New graphs for the data warehousing

Digging Into Data: Round Two

March 16th, 2011

The Digging Into Data program which funded the Criminal Intent project has announced a second round. They have added four more funders and one more country (the Netherlands.) As Brett Bobley put it,

Round one proved to be enormously popular, with nearly 90 international research teams competing. One piece of feedback we heard very strongly from the field is that we needed more money in this program so that we could (a) award more total projects and (b) allow for more funds per project. I’m happy to say that by adding four extra funders we have tried to address both of these concerns.

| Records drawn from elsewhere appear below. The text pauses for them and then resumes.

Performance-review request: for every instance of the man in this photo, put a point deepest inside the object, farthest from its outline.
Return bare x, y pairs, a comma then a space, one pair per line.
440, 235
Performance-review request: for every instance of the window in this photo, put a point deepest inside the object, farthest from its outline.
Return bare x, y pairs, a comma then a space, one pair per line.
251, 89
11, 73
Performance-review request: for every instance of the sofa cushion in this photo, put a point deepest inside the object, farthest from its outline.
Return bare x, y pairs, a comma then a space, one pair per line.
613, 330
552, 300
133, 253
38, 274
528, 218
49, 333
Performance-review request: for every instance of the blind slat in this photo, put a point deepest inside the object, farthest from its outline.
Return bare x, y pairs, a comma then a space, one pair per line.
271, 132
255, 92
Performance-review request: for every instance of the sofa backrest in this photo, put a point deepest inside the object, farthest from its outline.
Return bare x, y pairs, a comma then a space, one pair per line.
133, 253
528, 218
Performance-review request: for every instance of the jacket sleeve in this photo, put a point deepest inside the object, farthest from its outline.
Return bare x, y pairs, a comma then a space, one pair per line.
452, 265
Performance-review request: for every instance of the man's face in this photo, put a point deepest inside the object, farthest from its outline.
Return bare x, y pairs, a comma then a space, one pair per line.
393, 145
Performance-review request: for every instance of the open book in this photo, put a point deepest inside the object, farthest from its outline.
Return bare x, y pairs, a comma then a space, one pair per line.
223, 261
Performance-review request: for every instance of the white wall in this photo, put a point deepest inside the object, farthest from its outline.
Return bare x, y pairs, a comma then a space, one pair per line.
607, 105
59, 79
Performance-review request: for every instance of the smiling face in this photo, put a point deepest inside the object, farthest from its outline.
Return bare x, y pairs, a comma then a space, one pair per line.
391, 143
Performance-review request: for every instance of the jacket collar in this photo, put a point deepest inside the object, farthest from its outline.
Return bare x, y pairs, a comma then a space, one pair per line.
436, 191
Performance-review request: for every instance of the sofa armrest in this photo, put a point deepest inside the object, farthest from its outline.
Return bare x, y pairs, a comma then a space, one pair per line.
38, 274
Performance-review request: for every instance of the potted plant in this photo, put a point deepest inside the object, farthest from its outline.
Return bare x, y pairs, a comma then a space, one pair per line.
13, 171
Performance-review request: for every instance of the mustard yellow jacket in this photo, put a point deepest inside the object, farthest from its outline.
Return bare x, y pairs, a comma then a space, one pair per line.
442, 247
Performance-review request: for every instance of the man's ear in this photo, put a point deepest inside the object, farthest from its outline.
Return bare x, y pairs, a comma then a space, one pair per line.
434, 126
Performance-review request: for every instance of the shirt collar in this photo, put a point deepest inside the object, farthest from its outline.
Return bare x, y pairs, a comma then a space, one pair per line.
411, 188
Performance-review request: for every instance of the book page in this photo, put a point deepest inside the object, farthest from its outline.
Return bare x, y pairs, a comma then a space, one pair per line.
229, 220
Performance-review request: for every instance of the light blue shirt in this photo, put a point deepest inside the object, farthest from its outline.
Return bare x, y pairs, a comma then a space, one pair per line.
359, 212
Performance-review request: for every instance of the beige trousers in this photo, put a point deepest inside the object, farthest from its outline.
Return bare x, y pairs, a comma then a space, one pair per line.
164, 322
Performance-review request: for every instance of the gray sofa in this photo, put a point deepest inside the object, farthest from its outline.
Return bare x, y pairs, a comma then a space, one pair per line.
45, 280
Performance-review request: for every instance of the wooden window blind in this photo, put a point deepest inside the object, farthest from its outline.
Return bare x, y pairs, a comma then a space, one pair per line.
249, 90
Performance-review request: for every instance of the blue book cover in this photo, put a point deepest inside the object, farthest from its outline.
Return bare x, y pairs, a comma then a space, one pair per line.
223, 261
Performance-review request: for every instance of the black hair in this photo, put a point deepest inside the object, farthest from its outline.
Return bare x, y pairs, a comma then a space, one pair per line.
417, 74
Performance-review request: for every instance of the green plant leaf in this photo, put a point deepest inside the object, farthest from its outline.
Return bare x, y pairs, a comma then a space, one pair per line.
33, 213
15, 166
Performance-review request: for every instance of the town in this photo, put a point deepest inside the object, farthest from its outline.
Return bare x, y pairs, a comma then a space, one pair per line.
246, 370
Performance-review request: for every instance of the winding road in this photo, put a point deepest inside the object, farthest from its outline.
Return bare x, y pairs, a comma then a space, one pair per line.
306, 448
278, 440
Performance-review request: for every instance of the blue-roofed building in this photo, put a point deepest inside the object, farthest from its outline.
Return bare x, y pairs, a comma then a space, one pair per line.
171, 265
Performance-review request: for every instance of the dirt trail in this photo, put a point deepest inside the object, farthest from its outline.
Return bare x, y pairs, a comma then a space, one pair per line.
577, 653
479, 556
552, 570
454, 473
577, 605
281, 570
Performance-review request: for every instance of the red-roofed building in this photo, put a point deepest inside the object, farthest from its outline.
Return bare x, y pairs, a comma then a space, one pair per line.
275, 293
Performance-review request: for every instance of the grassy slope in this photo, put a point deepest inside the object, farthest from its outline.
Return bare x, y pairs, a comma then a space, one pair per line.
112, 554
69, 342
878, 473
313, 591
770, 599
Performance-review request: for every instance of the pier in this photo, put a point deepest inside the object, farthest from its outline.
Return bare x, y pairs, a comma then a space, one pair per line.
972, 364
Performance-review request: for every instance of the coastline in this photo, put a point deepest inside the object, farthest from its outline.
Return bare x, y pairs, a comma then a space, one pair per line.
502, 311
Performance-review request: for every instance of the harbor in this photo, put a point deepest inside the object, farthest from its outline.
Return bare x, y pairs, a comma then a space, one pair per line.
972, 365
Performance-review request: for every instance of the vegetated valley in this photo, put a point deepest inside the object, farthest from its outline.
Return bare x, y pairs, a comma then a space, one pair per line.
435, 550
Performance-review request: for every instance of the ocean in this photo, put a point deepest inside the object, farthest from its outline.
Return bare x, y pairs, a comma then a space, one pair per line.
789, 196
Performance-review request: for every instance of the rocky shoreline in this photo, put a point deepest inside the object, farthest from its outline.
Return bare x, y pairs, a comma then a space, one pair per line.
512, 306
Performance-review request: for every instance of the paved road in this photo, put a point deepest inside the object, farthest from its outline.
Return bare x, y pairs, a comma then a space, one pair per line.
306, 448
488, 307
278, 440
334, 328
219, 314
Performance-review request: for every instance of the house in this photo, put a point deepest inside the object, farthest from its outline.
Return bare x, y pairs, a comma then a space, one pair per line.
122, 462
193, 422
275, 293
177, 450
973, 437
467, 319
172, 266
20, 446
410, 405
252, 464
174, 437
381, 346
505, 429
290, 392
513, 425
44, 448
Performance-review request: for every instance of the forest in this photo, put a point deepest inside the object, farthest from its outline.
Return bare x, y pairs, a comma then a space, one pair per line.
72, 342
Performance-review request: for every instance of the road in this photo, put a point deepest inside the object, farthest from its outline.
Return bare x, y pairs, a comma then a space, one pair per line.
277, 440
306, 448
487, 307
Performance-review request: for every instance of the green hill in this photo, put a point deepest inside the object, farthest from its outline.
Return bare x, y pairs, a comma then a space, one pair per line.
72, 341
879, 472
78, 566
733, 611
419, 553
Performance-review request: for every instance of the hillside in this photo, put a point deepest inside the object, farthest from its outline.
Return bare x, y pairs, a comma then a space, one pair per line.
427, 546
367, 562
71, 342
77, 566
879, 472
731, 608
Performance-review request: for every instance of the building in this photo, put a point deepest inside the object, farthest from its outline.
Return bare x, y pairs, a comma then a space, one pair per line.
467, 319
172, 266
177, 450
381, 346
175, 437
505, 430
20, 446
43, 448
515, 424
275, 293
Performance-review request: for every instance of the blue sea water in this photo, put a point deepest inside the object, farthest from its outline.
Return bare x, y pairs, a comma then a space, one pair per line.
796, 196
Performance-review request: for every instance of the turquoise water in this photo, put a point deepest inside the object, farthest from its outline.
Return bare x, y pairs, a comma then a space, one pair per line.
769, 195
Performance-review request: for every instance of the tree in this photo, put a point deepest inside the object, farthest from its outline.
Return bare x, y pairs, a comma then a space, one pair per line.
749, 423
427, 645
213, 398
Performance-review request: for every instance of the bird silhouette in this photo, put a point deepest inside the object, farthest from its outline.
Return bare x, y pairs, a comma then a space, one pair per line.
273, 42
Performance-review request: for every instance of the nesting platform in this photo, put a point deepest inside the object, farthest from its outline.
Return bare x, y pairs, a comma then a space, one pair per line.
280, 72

The beauty of this programme is that it funds teams across countries (Canada, USA, UK, and now the Netherlands) without forcing you to apply separately to each national programme. One application, two or three budgets, one adjudication, and you can do research with international colleagues!

Posted in Digging Into Data | No Comments »

New graphs for the data warehousing

March 4th, 2011

John Simpson who is programming the Data Warehousing experiment at the University of Alberta has developed a new graph for us that uses the dygraphs Javascript Visualization Library. One of the things it allows us to do is add annotations (the boxes with letters like [C]) with key historical events for people to use to orient themselves. It also allows users to zoom in and out and explore the graph in other ways.

Posted in Project News, Visualizations | No Comments »

What Colour is Your Archive?

January 25th, 2011

The Proceedings of the Old Bailey contains about 120 million words. Trial records can be searched to locate individual instances of particular words (like ‘brimstone’), but what do you do when you are curious about the kinds of patterns to be found across the archive as a whole? That’s where data mining comes in.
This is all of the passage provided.